Wat is er aan de hand? De Geschillencommissie van het Kifid behandelde vorige week twee zaken tegen Direktbank. Daarin was sprake van een voor 14 juli 2016 gesloten hypotheek. De consumenten wilden die tussentijds wijzigen na die datum. Kifid stelde vast dat er getoetst moest worden aan de regels die golden voor 14 juli 2016.
Verwarring
Dat leidde tot verwarring, onder andere in de reacties op am:web.
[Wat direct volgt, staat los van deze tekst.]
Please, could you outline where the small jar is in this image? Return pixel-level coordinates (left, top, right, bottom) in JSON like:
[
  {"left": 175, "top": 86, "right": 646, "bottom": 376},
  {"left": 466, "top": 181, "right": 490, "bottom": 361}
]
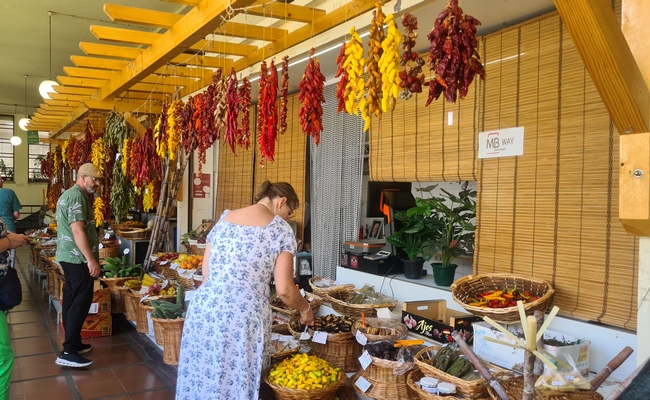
[
  {"left": 438, "top": 382, "right": 456, "bottom": 397},
  {"left": 420, "top": 376, "right": 438, "bottom": 394}
]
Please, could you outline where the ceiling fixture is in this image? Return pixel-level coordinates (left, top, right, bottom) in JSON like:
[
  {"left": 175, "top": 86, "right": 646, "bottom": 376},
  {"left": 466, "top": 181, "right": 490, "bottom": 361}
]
[
  {"left": 38, "top": 11, "right": 59, "bottom": 99},
  {"left": 17, "top": 75, "right": 29, "bottom": 136}
]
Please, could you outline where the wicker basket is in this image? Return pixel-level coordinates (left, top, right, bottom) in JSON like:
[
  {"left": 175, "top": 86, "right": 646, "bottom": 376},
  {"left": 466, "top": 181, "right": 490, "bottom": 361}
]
[
  {"left": 269, "top": 292, "right": 323, "bottom": 318},
  {"left": 158, "top": 318, "right": 185, "bottom": 365},
  {"left": 406, "top": 369, "right": 449, "bottom": 400},
  {"left": 325, "top": 290, "right": 397, "bottom": 318},
  {"left": 451, "top": 274, "right": 555, "bottom": 323},
  {"left": 262, "top": 370, "right": 347, "bottom": 400},
  {"left": 99, "top": 278, "right": 132, "bottom": 314},
  {"left": 99, "top": 247, "right": 120, "bottom": 260},
  {"left": 488, "top": 372, "right": 603, "bottom": 400},
  {"left": 309, "top": 332, "right": 363, "bottom": 372},
  {"left": 352, "top": 318, "right": 408, "bottom": 343},
  {"left": 414, "top": 345, "right": 504, "bottom": 399},
  {"left": 309, "top": 276, "right": 354, "bottom": 297},
  {"left": 350, "top": 371, "right": 419, "bottom": 400}
]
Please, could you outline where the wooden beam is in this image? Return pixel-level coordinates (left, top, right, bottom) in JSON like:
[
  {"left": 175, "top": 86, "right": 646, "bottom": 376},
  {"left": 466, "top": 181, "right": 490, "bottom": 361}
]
[
  {"left": 56, "top": 76, "right": 108, "bottom": 89},
  {"left": 79, "top": 42, "right": 142, "bottom": 60},
  {"left": 63, "top": 67, "right": 116, "bottom": 80},
  {"left": 554, "top": 0, "right": 650, "bottom": 134},
  {"left": 70, "top": 56, "right": 129, "bottom": 71},
  {"left": 53, "top": 85, "right": 97, "bottom": 96},
  {"left": 43, "top": 99, "right": 80, "bottom": 107},
  {"left": 83, "top": 99, "right": 162, "bottom": 114},
  {"left": 246, "top": 0, "right": 326, "bottom": 23}
]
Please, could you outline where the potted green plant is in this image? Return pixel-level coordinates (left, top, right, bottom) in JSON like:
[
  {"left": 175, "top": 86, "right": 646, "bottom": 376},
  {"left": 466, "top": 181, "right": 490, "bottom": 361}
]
[
  {"left": 422, "top": 183, "right": 476, "bottom": 286},
  {"left": 386, "top": 198, "right": 441, "bottom": 279}
]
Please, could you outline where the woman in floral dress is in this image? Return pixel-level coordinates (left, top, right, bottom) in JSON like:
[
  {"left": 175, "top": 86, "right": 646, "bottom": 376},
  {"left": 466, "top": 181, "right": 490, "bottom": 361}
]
[{"left": 176, "top": 181, "right": 314, "bottom": 400}]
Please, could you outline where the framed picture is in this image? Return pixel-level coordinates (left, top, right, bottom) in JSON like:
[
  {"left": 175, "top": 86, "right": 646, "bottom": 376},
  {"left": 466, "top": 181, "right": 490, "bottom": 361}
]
[{"left": 368, "top": 219, "right": 384, "bottom": 239}]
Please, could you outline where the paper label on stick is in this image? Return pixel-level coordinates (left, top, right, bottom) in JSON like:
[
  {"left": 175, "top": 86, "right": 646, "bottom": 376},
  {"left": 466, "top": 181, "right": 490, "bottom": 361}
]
[
  {"left": 359, "top": 350, "right": 372, "bottom": 370},
  {"left": 377, "top": 307, "right": 392, "bottom": 319},
  {"left": 354, "top": 331, "right": 368, "bottom": 346},
  {"left": 354, "top": 376, "right": 370, "bottom": 393},
  {"left": 311, "top": 331, "right": 327, "bottom": 344}
]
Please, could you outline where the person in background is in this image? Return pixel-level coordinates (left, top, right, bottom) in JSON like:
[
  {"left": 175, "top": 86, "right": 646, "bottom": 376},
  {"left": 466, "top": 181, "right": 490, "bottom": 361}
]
[
  {"left": 0, "top": 177, "right": 23, "bottom": 232},
  {"left": 56, "top": 163, "right": 103, "bottom": 368},
  {"left": 176, "top": 181, "right": 314, "bottom": 400},
  {"left": 0, "top": 218, "right": 27, "bottom": 400}
]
Had de AFM immers niet bepaald dat de regels zouden gelden voor zowel nieuwe als ouder hypotheken? In een blog op de eigen site schreef Jeroen Wolfsen van Moneywise over dit verschil van inzicht tussen Kifid en AFM en het nadeel dat dit voor klanten zou kunnen betekenen. Later lichtte hij dat toe bij BNR.
Civiel recht
Maar van verschil van inzicht is geen sprake, zegt zowel Kifid als AFM. “Een hypotheekovereenkomst valt onder het civiel recht”, legt Kifid-woordvoerder Marie-Christine Reusken uit. “In het Burgerlijk Wetboek staat dat je tussentijds de spelregels van een afgesloten overeenkomst niet kunt wijzigen. Wij toetsen daaraan en zien dat naar die regels is gehandeld. Daarnaast geven we aan dat als getoetst zou zijn aan de AFM-leidraad, de bank zich ook aan de regels heeft gehouden. Maar onze juridische grond is het civiel recht. De AFM-leidraad is administratief recht.”
Geen tegenstelling
“Er is geen tegenstelling, de regels waarop de AFM toeziet gaan verder”, bevestigt AFM-woordvoerder Nicole Reijnen. “Wij hebben bevoegdheden gekregen om aan te geven wat een hypotheekverstrekker maximaal in rekening mag brengen bij een vervroegde aflossing. Die berekening geldt bij hypotheken van zowel voor als na de ingangsdatum van de wetgeving. Hypotheekverstrekkers hebben ook gezegd dat ze zich daaraan zullen houden. In de uitspraken van Kifid was de opmerking over die datum ook niet meer dan een zijnotitie. Het was niet de kern van het probleem.”
Leidraad omarmd
Dringt zich wel de vraag op hoe de Geschillencommissie zou oordelen als een bank zich niet aan de AFM-leidraad heeft gehouden, maar wel aan het civiel recht. “Dat is een als-danredenering die ik nu nog niet kan invullen”, zegt Reusken, die vermoedt dat dit in de praktijk nauwelijks zal voorkomen.
Dat benadrukt ook Reijnen. “Het komt vaker voor dat als iemand naar de burgerlijke rechter stapt, er andere regels gelden. Maar deze casus zal niet voorkomen, want dan riskeren verstrekkers een boete of een aanwijzing. Ze hebben verklaard te leidraad te volgen. Consumenten kunnen met die leidraad in de hand ook naar hun geldverstrekker stappen om te zeggen dat ze duidelijkheid willen over de boeteberekening.”
Geen schade
Tot nadeel voor consumenten zal het dus niet leiden als hypotheekverstrekkers zich houden aan de regels van de toezichthouder, zegt Reijnen. In de twee zaken tegen Direktbank besloten beide consumenten overigens om het rentecontract uiteindelijk niet open te breken. Er is dus uiteindelijk geen boeterente berekend en de twee klanten hebben geen schade geleden.
Reijnen laat weten dat de AFM momenteel de naleving van de regels onderzoekt bij vijftien aanbieders.